We used to believe that comets are the reason for water on Earth, but the Rosetta Mission has proved that theory incorrect. Asteroids might actually be the reason we are "the blue planet," according to Space.com.

Before Rosetta started orbiting Comet 67P/C-G in August, it used ROSINA (Rosetta Orbiter Spectrometer for Ion and Neutral Analysis), which analyzed gases surrounding the comet. The heavy water molecules of the "dirty snowballs," make it unlikely that the water from comets formed our planet. 

A typical water molecule is comprised of two hydrogen atoms and one oxygen atom. Heavy water is made of one hydrogen atom, one oxygen atom and on deuterium atom. Deuterium is similar to hydrogen, except it has an extra neutron in its nucleus (whereas hydrogen has only one proton in its center).

In 1986, the European Space Agency's (ESA) probe, Giotto, passed by Halley's Comet and discovered that the comet had double the amount of heavy water as Earth has normal water. Halley's Comet hailed from the Oort Cloud, so Giotto ruled out comets from the Oort Cloud as sources of Earth's water.

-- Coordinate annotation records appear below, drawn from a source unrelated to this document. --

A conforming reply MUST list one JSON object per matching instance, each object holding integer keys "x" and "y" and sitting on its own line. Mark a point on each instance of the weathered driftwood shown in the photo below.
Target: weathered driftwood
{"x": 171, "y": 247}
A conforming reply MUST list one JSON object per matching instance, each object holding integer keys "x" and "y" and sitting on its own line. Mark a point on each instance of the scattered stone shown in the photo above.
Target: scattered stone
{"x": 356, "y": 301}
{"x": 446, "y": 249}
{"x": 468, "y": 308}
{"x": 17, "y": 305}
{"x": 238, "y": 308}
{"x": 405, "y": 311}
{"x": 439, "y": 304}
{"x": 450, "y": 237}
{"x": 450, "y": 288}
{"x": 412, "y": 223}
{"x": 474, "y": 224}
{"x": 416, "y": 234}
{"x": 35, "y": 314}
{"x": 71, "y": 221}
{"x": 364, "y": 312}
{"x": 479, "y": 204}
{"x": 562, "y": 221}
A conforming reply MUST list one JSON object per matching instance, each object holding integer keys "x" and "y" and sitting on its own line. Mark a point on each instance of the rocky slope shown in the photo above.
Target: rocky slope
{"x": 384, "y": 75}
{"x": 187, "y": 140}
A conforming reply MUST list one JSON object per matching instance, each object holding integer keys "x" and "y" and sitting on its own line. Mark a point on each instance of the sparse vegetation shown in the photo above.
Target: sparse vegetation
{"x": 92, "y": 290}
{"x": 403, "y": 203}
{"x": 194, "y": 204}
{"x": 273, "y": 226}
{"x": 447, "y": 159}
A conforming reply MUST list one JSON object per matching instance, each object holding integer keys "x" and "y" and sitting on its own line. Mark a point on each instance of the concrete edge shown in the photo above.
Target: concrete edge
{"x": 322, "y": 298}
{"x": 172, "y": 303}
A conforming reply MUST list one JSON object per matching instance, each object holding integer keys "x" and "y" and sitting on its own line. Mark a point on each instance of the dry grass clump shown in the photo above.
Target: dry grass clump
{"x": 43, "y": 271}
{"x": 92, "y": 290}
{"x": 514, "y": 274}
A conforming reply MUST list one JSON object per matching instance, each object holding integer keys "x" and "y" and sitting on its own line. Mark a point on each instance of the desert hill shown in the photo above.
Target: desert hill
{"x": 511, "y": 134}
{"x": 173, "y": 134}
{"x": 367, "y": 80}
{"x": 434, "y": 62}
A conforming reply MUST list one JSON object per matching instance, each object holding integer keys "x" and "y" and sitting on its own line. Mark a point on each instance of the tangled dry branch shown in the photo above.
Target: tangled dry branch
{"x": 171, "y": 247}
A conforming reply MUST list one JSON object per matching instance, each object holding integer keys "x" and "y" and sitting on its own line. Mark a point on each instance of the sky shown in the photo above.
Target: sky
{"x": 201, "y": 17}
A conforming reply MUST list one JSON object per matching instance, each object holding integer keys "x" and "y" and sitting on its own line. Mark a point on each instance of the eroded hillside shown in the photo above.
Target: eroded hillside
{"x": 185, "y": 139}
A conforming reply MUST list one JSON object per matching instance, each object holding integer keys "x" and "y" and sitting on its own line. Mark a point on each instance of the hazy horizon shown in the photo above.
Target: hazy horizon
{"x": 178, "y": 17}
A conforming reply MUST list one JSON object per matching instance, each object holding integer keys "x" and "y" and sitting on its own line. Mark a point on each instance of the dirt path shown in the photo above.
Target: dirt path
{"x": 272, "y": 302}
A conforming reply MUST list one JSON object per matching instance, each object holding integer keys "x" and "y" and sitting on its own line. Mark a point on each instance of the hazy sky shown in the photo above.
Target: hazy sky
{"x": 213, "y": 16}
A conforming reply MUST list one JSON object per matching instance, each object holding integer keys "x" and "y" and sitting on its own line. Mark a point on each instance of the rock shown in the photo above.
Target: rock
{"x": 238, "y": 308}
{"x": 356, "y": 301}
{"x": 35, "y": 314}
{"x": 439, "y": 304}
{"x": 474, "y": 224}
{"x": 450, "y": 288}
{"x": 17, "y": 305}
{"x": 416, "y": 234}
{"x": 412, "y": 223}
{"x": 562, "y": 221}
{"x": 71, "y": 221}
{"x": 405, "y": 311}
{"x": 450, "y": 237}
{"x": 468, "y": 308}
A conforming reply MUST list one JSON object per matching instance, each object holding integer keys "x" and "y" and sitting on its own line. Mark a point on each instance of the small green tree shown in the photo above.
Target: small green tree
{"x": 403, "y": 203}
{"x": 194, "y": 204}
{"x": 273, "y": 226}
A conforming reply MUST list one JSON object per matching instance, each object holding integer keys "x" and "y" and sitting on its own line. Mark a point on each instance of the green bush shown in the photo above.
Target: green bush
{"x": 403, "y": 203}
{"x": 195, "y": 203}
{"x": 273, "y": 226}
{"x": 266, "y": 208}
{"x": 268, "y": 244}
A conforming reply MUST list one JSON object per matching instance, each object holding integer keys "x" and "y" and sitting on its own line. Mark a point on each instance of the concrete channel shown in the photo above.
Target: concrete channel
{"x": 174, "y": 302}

But the Oort Cloud isn't the only comet-producer in the galaxy. The Kuiper Belt, which is closer to Earth than the Oort Cloud, was studied by ESA's Herschel Space Observatory. Scientists found that Comet 103P/Hartley 2 had a deuterium-to-hydrogen ratio "that matched terrestrial water's perfectly," according to Space.com.

Comet 67P is from the Kuiper Belt, so obviously, not all comets are the same. "This probably rules out Kuiper Belt comets from bringing water to Earth," said Kathrin Altwegg, principal investigator for the ROSINA mass spectrometer on Rosetta from the University of Bern in Switzerland.

So, the task of terrestrial water toting probably fell on asteroids... or, rather, from them.

"Today's asteroids have very little water - that's clear," Altwegg said. "But that was probably not always the case. During the Late Heavy Bombardment 3.8 billion years ago, at that time, asteroids could have had much more water than they could now."

Today's asteroids "have stayed in the vicinity of the sun for 4.6 billion years," Altwegg said. 

"They've lost water due to the sun, due to heat. But to start with, they might have had much more water than they have now."

The new comet findings are published in the journal Science.